Más de tres meses llevan los agricultores  mirando al cielo, esperando una lluvia que no llega. Hoy tampoco es el día. Y su cultivo de cebada no sólo no crece por la falta de agua, sino que además, debido al calor que está haciendo esta primavera, ha espigado mucho antes de tiempo, adelantándose más de un mes. La planta aún no tenía fuerza, por tanto las espigas son pequeñas y sin apenas grano.

Por eso, aseguran los propios agricultures que este próximo verano las cosechadoras apenas recogerán nada. «Una máquina, a esta poca altura, cogería de lo poco que echan, la mitad. Y eso supondría un gasto mayor que el valor que iba a tener el poco grano que saliera», lamenta Cristobal Jiménez, agricultor.

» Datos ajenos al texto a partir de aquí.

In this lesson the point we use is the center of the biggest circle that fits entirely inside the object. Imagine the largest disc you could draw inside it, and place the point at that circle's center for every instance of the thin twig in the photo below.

Una situación que está llevando a algunos agricultores a que tengan que  elegir entre regar los cereales o reservar esa agua para otros cultivos, como es el caso de los hortofrutícolas que se plantarán en las próximas semanas.

La sequía asfixia al 60% del campo español, según el último informe de la Coordinadora de Organizaciones de Agricultores y Ganaderos (COAG). Los cultivos más amenazados son los de cereal de secano, es decir, trigo y cebada. Se estiman pérdidas en más de 3,5 millones de hectáreas.